11 But when Christ appeared as a high priest of the good things that have come, then through the greater and more perfect tent (not made with hands, that is, not of this creation)
12 he entered once for all into the Holy Place, taking not the blood of goats and calves but his own blood, thus securing an eternal redemption.
13 For if the sprinkling of defiled persons with the blood of goats and bulls and with the ashes of a heifer sanctifies for the purification of the flesh,
14 how much more shall the blood of Christ, who through the eternal Spirit offered himself without blemish to God, purify your conscience from dead works to serve the living God.
15 Therefore he is the mediator of a new covenant, so that those who are called may receive the promised eternal inheritance, since a death has occurred which redeems them from the transgressions under the first covenant.
16 For where a will is involved, the death of the one who made it must be established.
17 For a will takes effect only at death, since it is not in force as long as the one who made it is alive.
18 Hence even the first covenant was not ratified without blood.
19 For when every commandment of the law had been declared by Moses to all the people, he took the blood of calves and goats, with water and scarlet wool and hyssop, and sprinkled both the book itself and all the people,
20 saying, "This is the blood of the covenant which God commanded you."
21 And in the same way he sprinkled with the blood both the tent and all the vessels used in worship.
22 Indeed, under the law almost everything is purified with blood, and without the shedding of blood there is no forgiveness of sins.
23 Thus it was necessary for the copies of the heavenly things to be purified with these rites, but the heavenly things themselves with better sacrifices than these.
24 For Christ has entered, not into a sanctuary made with hands, a copy of the true one, but into heaven itself, now to appear in the presence of God on our behalf.

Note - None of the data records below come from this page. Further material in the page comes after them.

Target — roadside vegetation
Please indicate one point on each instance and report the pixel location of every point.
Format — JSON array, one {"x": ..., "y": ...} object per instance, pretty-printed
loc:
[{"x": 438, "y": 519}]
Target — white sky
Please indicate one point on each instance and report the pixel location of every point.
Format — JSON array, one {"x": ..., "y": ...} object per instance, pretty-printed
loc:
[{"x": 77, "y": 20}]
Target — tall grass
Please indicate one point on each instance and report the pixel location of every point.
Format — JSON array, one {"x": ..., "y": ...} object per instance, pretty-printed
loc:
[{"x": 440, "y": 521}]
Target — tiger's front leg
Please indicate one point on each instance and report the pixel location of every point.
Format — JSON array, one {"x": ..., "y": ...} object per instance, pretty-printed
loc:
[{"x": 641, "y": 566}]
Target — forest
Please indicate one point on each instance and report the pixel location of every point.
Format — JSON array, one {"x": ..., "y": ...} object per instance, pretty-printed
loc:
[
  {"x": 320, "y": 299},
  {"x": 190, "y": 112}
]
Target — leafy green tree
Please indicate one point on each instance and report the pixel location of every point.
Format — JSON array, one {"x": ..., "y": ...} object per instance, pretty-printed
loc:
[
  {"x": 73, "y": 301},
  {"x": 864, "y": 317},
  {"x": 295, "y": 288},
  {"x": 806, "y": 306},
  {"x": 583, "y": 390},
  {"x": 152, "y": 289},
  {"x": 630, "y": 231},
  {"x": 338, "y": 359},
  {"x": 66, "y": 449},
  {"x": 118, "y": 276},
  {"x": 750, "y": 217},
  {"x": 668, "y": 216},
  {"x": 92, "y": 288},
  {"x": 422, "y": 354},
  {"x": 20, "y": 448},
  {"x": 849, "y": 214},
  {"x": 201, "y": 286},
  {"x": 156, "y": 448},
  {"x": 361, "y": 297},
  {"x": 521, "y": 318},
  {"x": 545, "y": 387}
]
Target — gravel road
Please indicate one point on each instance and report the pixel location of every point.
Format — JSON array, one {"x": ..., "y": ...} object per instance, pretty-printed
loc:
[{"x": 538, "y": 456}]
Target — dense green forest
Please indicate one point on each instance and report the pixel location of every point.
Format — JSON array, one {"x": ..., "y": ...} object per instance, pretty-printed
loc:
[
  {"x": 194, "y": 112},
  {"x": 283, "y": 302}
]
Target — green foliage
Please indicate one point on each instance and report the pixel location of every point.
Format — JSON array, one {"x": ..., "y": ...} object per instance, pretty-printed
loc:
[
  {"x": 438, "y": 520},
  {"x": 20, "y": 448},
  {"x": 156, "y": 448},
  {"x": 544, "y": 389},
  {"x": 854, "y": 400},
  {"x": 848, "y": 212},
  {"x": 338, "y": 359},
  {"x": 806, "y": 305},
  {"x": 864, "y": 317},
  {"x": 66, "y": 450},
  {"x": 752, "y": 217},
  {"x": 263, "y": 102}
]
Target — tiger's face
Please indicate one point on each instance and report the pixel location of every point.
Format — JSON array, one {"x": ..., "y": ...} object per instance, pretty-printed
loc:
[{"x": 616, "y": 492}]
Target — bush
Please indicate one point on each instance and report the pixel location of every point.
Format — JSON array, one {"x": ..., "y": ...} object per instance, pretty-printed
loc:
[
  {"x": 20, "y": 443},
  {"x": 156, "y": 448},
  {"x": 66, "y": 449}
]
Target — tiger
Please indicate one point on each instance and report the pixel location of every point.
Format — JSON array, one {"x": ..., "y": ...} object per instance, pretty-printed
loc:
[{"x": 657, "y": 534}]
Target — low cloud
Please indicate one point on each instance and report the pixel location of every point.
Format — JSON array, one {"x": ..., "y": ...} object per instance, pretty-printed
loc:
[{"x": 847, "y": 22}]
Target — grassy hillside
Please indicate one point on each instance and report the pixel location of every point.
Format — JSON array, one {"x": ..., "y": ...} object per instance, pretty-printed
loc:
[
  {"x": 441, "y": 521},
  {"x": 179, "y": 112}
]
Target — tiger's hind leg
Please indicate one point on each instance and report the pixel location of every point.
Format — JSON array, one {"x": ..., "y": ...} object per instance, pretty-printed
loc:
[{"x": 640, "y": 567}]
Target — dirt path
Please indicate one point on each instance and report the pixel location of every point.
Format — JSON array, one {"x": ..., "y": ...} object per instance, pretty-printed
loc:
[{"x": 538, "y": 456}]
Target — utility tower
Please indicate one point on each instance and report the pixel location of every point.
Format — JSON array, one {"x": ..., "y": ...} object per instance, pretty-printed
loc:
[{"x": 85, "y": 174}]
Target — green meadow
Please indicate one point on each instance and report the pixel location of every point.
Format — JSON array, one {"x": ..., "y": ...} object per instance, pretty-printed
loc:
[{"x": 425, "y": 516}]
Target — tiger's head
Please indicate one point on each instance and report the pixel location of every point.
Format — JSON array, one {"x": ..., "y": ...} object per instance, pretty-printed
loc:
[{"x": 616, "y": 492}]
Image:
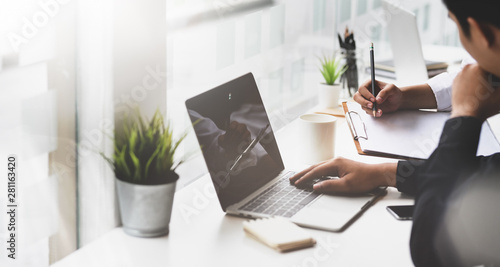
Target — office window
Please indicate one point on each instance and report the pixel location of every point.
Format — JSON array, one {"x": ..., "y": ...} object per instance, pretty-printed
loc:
[
  {"x": 345, "y": 10},
  {"x": 362, "y": 7},
  {"x": 427, "y": 10},
  {"x": 225, "y": 44},
  {"x": 253, "y": 33},
  {"x": 319, "y": 14}
]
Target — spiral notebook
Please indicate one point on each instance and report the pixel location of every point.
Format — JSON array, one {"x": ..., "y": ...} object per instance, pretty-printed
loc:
[{"x": 406, "y": 134}]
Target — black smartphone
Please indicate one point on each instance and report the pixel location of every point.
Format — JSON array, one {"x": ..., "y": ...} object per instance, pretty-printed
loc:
[{"x": 401, "y": 212}]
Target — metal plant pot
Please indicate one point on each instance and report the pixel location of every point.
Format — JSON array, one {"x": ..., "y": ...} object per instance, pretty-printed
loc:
[{"x": 145, "y": 209}]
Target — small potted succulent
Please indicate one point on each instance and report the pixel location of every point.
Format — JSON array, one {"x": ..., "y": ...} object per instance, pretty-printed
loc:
[
  {"x": 329, "y": 91},
  {"x": 144, "y": 166}
]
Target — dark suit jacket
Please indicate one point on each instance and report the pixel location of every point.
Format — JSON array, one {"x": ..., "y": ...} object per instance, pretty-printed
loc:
[{"x": 451, "y": 168}]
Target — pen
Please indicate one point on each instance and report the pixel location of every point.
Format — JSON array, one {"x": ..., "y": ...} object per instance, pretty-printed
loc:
[{"x": 373, "y": 79}]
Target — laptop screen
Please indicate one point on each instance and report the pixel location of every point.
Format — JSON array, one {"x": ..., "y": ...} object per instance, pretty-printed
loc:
[{"x": 236, "y": 138}]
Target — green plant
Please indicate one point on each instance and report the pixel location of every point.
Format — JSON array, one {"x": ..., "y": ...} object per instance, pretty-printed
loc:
[
  {"x": 144, "y": 152},
  {"x": 331, "y": 69}
]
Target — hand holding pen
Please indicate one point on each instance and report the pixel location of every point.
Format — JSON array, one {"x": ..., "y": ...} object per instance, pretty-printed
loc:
[{"x": 376, "y": 97}]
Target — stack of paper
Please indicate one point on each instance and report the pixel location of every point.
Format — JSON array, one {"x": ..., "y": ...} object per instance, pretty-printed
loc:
[{"x": 278, "y": 234}]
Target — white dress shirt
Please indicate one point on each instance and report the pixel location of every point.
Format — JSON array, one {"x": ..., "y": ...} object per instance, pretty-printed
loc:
[{"x": 441, "y": 85}]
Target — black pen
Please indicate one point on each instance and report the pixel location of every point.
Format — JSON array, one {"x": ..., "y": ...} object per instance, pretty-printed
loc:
[{"x": 373, "y": 79}]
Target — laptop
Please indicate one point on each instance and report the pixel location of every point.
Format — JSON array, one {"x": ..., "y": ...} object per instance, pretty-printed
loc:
[
  {"x": 406, "y": 46},
  {"x": 245, "y": 164}
]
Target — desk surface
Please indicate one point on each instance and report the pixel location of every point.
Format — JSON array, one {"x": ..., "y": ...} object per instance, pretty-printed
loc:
[{"x": 202, "y": 235}]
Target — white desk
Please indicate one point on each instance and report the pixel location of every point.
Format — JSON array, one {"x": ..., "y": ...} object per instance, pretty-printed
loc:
[{"x": 202, "y": 235}]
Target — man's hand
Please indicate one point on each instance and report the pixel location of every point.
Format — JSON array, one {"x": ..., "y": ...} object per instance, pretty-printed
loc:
[
  {"x": 474, "y": 94},
  {"x": 354, "y": 177},
  {"x": 389, "y": 97}
]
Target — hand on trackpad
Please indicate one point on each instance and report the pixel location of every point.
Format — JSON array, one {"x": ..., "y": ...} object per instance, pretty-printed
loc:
[{"x": 308, "y": 185}]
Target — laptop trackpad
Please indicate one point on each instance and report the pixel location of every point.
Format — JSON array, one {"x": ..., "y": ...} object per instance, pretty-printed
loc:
[{"x": 330, "y": 212}]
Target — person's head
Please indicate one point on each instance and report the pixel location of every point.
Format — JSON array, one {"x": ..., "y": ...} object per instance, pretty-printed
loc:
[{"x": 478, "y": 24}]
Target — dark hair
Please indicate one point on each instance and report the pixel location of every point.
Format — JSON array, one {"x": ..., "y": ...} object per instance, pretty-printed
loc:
[{"x": 487, "y": 11}]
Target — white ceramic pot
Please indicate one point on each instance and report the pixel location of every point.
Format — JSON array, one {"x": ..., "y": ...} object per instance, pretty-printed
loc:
[{"x": 328, "y": 95}]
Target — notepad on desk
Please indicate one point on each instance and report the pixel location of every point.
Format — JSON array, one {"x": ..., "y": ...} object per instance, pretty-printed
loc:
[
  {"x": 406, "y": 133},
  {"x": 278, "y": 233}
]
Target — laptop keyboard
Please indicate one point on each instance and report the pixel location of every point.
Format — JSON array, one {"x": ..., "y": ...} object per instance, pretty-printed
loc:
[{"x": 281, "y": 199}]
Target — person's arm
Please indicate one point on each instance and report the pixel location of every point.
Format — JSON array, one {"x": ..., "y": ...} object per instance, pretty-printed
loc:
[
  {"x": 355, "y": 177},
  {"x": 391, "y": 98},
  {"x": 453, "y": 161}
]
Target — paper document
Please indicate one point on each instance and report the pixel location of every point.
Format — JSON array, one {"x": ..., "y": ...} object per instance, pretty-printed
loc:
[{"x": 407, "y": 133}]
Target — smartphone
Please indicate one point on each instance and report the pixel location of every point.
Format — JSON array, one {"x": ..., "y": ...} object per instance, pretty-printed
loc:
[{"x": 401, "y": 212}]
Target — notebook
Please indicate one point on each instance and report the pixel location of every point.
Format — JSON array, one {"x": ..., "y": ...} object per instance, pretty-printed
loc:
[
  {"x": 278, "y": 233},
  {"x": 407, "y": 133}
]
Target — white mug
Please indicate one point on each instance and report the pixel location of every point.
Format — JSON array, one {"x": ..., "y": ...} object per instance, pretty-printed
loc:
[{"x": 316, "y": 141}]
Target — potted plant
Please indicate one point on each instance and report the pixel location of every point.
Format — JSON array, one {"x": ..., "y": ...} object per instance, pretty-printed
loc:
[
  {"x": 329, "y": 91},
  {"x": 144, "y": 166}
]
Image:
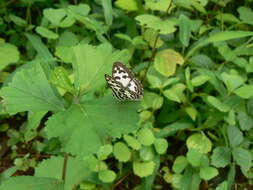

25 Nor was it to offer himself repeatedly, as the high priest enters the Holy Place yearly with blood not his own;
26 for then he would have had to suffer repeatedly since the foundation of the world. But as it is, he has appeared once for all at the end of the age to put away sin by the sacrifice of himself.
27 And just as it is appointed for men to die once, and after that comes judgment,
28 so Christ, having been offered once to bear the sins of many, will appear a second time, not to deal with sin but to save those who are eagerly waiting for him.